Бесцеремонность Бруно уже начинала раздражать.

— Нет. И вообще, это дело прошлое.

— Но ведь ты до сих пор женат на ней. Она что, не давала развода?

Гаю внезапно стало стыдно.

— Мне не так уж был нужен развод.

— А теперь?

— А теперь она сама решилась развестись. Кажется, у нее будет ребенок.

— Ого. Самое время решиться, а? Значит, гуляла три года и наконец кого-то подклеила?

Это именно и произошло, разумеется, и, возможно, ребенок помог. Как только Бруно догадался? Гай подумал, а не переносит ли Бруно на Мириам черты другой женщины, которую хорошо знает и ненавидит, и отвернулся к окну. Но стекло лишь воспроизвело его собственное отражение. Сердце билось так, что содрогалось все тело, стучало сильней, чем колеса поезда. Может быть, подумал Гай, сердце так бьется потому, что он никому еще так много не рассказывал о Мириам. Даже Энн он не рассказывал то, что Бруно уже знал. Он не знал только, что когда-то Мириам была совсем другая, нежная, верная, одинокая, и он, Гай, был ужасно нужен ей, и ей нужно было освободиться, уйти от своей семьи. Завтра он увидит Мириам, сможет коснуться ее, просто протянув руку. Сама мысль о прикосновении к мягкой-мягкой плоти, которую он когда-то любил, была невыносима.

— Так что же случилось у тебя с супругой? — прямо за его спиной прозвучал мягкий голос Бруно. — Я как друг спрашиваю. Мне правда интересно. Сколько ей было лет?

— Восемнадцать.

— И она сразу стала блядовать?

Гай повернулся медленно, как бы взвешивая вину Мириам.

— Знаешь, женщины занимаются не только этим.

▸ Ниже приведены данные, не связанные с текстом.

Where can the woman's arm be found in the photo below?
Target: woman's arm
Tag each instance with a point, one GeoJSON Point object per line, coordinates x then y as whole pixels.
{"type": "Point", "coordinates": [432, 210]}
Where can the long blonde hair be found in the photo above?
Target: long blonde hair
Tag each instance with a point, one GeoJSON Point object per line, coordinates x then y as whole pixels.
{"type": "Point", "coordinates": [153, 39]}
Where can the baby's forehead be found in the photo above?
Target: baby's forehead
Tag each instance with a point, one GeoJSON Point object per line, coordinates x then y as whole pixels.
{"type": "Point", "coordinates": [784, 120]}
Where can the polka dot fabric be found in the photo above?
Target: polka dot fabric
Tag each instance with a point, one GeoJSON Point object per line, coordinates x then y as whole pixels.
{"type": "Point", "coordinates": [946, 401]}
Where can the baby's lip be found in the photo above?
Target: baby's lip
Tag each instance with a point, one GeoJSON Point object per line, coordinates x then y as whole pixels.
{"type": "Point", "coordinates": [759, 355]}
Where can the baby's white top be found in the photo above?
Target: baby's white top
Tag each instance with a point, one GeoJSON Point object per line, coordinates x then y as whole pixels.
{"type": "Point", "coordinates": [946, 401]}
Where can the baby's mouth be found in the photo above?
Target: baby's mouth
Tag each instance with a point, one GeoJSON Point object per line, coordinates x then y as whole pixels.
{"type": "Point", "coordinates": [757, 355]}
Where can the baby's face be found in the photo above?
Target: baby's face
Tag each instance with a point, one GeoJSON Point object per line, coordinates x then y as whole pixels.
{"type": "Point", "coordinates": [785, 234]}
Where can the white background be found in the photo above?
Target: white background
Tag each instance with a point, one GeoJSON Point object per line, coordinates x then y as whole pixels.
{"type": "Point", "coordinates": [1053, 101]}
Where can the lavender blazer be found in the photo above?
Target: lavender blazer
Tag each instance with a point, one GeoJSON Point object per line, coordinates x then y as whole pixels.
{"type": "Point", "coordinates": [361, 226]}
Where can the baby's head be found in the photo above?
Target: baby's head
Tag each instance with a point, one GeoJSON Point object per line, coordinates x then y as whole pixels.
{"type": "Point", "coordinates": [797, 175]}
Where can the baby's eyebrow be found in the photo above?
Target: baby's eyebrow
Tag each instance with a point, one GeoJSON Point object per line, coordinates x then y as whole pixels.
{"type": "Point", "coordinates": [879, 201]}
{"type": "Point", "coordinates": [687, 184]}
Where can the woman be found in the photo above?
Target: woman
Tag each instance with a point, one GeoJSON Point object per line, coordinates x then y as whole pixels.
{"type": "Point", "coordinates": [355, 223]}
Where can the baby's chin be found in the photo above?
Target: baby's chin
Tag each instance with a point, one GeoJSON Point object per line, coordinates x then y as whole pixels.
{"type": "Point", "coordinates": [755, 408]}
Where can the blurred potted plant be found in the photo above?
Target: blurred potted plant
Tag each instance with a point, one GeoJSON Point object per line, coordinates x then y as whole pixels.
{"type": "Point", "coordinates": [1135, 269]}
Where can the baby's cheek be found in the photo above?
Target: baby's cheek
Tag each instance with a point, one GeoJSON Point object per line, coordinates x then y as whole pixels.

— Но она-то занималась этим, правда?

Гай отвел глаза, раздосадованный и вместе с тем как бы завороженный.

— Да.

Каким безобразным гулом отдалось в ушах это маленькое словечко.

— Знаю я таких рыжих южанок, — изрек Бруно, ковыряясь в яблочном пироге.

Гаем вновь овладел острый и абсолютно ненужный стыд. Ненужный, ибо ни один поступок, ни одно слово Мириам не покоробят Бруно и не удивят. Он, казалось, был вообще не способен удивляться, только любопытствовал.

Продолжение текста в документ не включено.